El actor, con Emmanuelle Riva en 'Amour' de Haneke (2012), el papel tardío que tantos premios le regaló.

El actor, con Emmanuelle Riva en 'Amour' de Haneke (2012), el papel tardío que tantos premios le regaló. / ARCHIVO

Aparte de su colaboración -y amistad- con Robbe-Grillet, el actor siempre mostró una gran afinidad por Ettore Scola -coguionista de La escapada, con el que rodaría La terraza (La terraza, 1980), Entre el amor y la muerte (Passione d’amore, 1981) y La noche de Varennes (La nuit de Varennes, 1982)- y, más recientemente, con Michael Haneke, al que no dudó en calificar de “el director más grande del mundo”. De hecho, Trintignant, que se había retirado del cine en 2003 para centrarse en proyectos teatrales, aceptó interpretar el papel principal en Amor (Amour, 2012), que Haneke había escrito expresamente para él, por su enorme admiración por la obra del cineasta alemán.

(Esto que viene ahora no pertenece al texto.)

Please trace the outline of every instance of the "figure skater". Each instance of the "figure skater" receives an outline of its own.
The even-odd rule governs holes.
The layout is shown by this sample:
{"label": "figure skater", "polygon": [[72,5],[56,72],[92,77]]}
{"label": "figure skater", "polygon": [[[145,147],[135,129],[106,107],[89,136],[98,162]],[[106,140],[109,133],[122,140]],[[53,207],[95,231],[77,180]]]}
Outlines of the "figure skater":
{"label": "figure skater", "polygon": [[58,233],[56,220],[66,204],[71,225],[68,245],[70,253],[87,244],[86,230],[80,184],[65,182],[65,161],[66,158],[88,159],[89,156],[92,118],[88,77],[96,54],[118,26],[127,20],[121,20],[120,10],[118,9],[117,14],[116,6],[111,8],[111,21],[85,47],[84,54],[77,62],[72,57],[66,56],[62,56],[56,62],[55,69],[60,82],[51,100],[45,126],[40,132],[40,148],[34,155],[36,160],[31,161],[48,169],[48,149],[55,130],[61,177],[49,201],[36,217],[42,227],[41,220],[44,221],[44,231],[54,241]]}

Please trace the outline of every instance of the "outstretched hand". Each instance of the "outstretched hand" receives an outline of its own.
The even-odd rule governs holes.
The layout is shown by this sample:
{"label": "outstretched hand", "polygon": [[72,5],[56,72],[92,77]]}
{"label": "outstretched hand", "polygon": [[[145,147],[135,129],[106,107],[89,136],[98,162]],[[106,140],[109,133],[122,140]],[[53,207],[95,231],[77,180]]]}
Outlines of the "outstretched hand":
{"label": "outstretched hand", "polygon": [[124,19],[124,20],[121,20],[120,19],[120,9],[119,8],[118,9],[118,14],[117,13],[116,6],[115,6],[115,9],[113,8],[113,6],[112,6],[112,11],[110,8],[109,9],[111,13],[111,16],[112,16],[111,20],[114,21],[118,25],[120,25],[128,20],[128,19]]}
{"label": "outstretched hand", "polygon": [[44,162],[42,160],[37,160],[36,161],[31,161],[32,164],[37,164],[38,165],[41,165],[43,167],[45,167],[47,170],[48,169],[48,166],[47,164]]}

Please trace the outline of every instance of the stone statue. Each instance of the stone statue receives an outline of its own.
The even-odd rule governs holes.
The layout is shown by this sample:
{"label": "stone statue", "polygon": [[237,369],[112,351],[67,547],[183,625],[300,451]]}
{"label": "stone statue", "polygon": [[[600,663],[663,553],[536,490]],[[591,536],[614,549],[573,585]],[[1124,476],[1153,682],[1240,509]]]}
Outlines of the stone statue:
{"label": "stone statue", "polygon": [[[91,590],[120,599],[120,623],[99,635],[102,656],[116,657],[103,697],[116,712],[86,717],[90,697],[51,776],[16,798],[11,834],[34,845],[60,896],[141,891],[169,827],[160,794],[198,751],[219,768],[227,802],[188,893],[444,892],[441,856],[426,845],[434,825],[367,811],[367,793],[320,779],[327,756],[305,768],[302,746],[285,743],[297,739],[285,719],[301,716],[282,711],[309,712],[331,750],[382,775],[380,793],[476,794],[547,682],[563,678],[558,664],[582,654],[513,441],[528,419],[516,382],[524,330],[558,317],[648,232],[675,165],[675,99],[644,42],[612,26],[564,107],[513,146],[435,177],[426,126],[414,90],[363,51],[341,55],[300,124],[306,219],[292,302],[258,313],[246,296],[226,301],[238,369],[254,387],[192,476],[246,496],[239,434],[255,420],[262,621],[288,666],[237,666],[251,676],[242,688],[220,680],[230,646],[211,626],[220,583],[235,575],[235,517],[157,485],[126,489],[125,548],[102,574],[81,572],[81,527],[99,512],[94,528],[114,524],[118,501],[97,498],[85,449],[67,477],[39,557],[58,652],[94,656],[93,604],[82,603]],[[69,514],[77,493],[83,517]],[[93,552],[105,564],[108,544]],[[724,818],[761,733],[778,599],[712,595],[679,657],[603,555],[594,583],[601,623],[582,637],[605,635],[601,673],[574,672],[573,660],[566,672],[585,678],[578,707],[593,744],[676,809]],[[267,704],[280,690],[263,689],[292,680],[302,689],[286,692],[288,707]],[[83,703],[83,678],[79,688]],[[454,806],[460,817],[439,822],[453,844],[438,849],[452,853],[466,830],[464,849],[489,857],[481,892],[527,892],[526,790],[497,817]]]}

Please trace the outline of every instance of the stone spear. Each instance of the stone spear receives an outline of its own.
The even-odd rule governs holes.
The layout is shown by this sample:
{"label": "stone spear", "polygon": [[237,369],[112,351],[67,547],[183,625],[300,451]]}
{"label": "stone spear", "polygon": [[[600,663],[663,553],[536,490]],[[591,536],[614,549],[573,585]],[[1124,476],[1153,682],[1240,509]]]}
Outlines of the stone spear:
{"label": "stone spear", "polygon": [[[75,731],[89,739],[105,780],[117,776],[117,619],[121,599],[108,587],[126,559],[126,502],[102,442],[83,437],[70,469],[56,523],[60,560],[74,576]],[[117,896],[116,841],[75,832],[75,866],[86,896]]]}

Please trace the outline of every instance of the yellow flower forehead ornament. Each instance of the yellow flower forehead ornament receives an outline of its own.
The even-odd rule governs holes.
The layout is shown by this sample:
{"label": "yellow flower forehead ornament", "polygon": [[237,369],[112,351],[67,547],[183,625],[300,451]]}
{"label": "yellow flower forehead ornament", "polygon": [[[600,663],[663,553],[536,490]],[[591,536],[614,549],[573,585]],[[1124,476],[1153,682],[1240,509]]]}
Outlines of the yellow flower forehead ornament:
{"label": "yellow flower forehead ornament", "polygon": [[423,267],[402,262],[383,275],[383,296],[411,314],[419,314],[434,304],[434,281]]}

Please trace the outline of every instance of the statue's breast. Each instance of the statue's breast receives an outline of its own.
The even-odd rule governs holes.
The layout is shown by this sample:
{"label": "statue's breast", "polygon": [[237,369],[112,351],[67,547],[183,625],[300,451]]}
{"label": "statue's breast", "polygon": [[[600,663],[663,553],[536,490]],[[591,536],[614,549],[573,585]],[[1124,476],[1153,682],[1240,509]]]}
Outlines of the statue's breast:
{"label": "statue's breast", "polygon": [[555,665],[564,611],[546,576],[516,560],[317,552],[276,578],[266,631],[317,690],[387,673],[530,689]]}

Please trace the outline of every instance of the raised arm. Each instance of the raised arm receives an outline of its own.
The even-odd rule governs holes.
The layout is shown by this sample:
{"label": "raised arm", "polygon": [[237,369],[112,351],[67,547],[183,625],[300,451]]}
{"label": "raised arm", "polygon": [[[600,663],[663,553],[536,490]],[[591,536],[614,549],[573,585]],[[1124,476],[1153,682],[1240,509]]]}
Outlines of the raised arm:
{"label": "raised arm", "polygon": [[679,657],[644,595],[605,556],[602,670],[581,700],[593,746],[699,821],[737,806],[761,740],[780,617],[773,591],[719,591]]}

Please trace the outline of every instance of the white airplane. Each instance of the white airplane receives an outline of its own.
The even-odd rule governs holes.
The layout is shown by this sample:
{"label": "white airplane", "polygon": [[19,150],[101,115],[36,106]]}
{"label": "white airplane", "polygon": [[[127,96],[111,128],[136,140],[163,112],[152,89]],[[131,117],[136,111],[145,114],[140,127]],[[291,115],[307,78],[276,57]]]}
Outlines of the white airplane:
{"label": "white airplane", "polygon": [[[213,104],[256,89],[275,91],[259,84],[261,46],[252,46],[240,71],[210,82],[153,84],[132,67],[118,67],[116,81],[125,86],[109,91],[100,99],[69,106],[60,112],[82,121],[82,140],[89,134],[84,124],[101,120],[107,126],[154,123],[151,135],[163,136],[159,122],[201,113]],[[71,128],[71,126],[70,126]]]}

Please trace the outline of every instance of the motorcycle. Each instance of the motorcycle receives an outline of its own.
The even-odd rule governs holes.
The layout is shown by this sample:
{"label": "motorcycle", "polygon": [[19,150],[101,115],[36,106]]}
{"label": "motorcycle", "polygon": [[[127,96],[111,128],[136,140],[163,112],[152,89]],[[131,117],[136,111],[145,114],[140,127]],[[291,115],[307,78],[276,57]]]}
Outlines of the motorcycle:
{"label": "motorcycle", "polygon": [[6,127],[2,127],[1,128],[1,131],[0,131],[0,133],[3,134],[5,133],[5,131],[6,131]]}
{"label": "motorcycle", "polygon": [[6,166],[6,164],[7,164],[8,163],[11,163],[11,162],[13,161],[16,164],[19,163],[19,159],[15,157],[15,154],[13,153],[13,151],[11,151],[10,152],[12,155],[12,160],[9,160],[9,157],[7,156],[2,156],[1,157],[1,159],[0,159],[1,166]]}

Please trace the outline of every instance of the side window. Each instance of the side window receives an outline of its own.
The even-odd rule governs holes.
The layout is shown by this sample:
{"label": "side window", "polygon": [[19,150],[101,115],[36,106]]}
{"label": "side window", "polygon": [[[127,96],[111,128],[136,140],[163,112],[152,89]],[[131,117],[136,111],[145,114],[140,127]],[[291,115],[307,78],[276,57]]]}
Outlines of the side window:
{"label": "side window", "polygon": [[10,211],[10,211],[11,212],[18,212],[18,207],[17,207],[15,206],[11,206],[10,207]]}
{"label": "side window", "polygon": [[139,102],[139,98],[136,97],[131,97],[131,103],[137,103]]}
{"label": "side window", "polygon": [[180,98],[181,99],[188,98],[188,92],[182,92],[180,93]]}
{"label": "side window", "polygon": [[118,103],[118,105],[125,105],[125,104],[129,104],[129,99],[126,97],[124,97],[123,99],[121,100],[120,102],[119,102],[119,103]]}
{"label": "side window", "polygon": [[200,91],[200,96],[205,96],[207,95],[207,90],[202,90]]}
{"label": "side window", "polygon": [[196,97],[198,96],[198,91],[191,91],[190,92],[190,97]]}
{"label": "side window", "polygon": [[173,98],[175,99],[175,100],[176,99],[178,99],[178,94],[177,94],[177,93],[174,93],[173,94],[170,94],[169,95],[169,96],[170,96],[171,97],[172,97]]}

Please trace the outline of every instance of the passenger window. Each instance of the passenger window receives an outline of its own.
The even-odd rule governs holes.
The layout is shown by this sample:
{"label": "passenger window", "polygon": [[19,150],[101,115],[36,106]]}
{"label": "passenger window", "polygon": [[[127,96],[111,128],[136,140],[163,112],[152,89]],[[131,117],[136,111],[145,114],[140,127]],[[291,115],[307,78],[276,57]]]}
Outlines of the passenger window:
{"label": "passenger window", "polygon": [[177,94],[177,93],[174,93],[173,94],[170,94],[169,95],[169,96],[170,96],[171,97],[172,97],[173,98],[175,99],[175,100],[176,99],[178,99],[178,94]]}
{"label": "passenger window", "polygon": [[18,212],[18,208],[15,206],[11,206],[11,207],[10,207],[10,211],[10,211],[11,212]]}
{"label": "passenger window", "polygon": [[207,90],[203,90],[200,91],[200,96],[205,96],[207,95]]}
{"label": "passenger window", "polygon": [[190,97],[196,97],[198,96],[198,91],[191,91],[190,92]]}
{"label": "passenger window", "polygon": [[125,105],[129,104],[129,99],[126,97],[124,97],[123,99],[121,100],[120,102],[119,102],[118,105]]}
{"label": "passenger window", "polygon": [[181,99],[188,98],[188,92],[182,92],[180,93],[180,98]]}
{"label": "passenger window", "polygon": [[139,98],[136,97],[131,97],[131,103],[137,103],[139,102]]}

En 'El gran silencio', de Sergio Corbucci (1968)

En 'El gran silencio', de Sergio Corbucci (1968) / ARCHIVO

Ahondando es sus propias predilecciones dentro de su filmografía, el actor expresó en reiteradas ocasiones, no sin cierta intención provocativa, su inclinación por El gran silencio (Il grande silenzo, 1968), un spaghetti-western en el que da vida a un pistolero mudo al que apodan precisamente “Silencio”. “El público no se daba cuenta de que era mudo -recordaba el actor- porque durante los dos primeros tercios de la película el personaje no tiene motivo alguno para hablar. Me gusta porque. en la mayor parte de los westerns. los personajes hablan y hablan sin decir nada”. En nuestro país, aunque es muy posible que Trintignant ni siquiera se acordase de ello, se hizo cargo del papel protagonista de la semi-antonioniana Las secretas intenciones (1970), de Antonio Eceiza, con guión de Azcona, un film muy importante en su momento para el “nuevo cine español”.

“El problema del hombre no es nacer en el lenguaje sino morir en él” escribió Louis Aragon en La valse des adieux, un monólogo que Trintignant interpretó memorablemente recién estrenado el milenio en el Teatro de la Abadía madrileño. Valga una paráfrasis de esa afirmación para despedir a un comediante inmenso: el problema del actor no es nacer a la interpretación sino morir en ella. Telón.